Inferential statistics have 2 main uses:
(Information adapted from Bhandari, P. (2023). Inferential Statistics | An Easy Introduction & Examples. Scribbr).
Correlations are a simple statistical analysis that are great for helping you predict values of one variable based on another.
Correlations are a measure of how strongly 2 variables are related to each other. The number you will see in a correlation analysis will represent the strength of the relationship between the 2 variables. Correlations range from -1 to +1, and values closer to either -1 or +1 signify stronger relationships. A correlation of 0 means no relationship.
Positive correlations mean as one of the variables increases, so does the other. Negative correlations means as one variable increases, the other decreases.
Let’s run a correlation!
As a note, the Pearson bivariate correlation (bivariate just means 2 variables) is the most common type of correlation you will come across in research, though you will often just see it simply referred to as a "correlation" or "correlational analysis." There are also other types of correlations, such as the Spearman rank-order correlation, however, for most intents and purposes with quantitative data, the Pearson correlation is the one you will likely use. This is because the Pearson correlational analysis is for Scale data, whereas the Spearman rank order is for Ordinal (rank-ordered) data. It is not advised to run correlations on Nominal data, it will not give meaningful results as the numeric values of Nominal variables just represent categories.
As another note, correlations only measure linear relationships, not parabolic, cubic, or other non-linear relationships.
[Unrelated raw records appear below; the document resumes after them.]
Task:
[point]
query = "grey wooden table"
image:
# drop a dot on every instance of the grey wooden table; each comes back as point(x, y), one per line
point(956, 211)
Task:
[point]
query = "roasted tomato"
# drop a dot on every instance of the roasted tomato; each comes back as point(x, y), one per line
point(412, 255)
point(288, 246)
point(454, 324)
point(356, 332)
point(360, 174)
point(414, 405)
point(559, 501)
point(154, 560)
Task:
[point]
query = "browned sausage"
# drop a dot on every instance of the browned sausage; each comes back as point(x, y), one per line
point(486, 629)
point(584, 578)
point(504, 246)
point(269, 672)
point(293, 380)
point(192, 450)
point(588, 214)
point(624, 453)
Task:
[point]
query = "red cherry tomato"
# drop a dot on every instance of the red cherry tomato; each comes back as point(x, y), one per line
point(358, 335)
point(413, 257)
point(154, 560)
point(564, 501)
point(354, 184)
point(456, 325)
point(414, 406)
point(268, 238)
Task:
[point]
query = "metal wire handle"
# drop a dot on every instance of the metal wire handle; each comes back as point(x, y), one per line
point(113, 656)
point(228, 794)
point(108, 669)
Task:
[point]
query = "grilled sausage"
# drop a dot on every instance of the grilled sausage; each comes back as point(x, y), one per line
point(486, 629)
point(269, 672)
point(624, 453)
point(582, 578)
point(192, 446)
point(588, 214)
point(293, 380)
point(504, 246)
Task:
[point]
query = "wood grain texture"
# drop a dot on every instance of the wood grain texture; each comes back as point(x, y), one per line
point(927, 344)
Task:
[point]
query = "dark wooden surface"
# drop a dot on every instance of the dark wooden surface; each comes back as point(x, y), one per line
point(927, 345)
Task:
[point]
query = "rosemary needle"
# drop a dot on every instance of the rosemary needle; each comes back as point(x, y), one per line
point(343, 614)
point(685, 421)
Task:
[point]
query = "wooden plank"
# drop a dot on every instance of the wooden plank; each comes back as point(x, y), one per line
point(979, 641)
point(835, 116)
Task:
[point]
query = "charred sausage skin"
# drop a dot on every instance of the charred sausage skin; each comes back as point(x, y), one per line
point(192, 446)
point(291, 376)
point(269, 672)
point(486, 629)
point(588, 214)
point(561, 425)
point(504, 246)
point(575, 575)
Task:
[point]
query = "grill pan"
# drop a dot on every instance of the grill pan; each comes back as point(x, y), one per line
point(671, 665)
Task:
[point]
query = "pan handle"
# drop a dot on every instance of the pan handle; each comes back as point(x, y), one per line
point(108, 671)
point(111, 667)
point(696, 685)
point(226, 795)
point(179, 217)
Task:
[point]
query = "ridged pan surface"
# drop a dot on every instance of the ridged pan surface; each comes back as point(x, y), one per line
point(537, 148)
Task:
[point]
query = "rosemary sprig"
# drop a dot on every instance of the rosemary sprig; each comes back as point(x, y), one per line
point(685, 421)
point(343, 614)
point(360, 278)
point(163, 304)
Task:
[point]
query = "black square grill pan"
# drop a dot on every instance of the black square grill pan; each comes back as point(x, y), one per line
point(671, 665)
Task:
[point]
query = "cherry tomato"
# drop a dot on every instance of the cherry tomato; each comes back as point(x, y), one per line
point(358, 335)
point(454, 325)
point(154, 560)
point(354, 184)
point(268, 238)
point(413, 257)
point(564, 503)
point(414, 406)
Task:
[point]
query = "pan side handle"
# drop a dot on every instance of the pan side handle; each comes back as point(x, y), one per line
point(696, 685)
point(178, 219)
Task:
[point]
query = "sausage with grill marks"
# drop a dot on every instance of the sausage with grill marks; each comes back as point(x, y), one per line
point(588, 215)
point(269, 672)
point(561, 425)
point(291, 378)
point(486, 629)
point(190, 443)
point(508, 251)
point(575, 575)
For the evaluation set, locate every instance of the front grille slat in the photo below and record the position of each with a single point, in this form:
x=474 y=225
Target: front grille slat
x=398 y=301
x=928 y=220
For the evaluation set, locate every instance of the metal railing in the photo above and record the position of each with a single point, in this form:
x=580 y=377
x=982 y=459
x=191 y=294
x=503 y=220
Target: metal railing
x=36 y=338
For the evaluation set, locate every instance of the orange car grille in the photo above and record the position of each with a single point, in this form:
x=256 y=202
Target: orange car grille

So even though your correlational analysis may not be statistically significant, it is possible that the variables you are looking at relate to each other in some other way. (Two variables can be perfectly related, but if the relationship is not linear, a correlation coefficient is not an appropriate statistic for measuring their association).
As another example, let's run a correlation with 4 variables: Age, Salary, Years Employed, and Anxiety 1. Follow the steps above, but this time in Step 2, move Age, Salary, Years Employed, and Anxiety 1 over to the Variables box. Then click OK to run the analysis. See the resulting output table below. (You can add as many variables as you want to a correlational analysis, but keep in mind that the resulting correlation table will get increasingly larger with the more variables you add, and it may consequently become more difficult for you to read the table accurately).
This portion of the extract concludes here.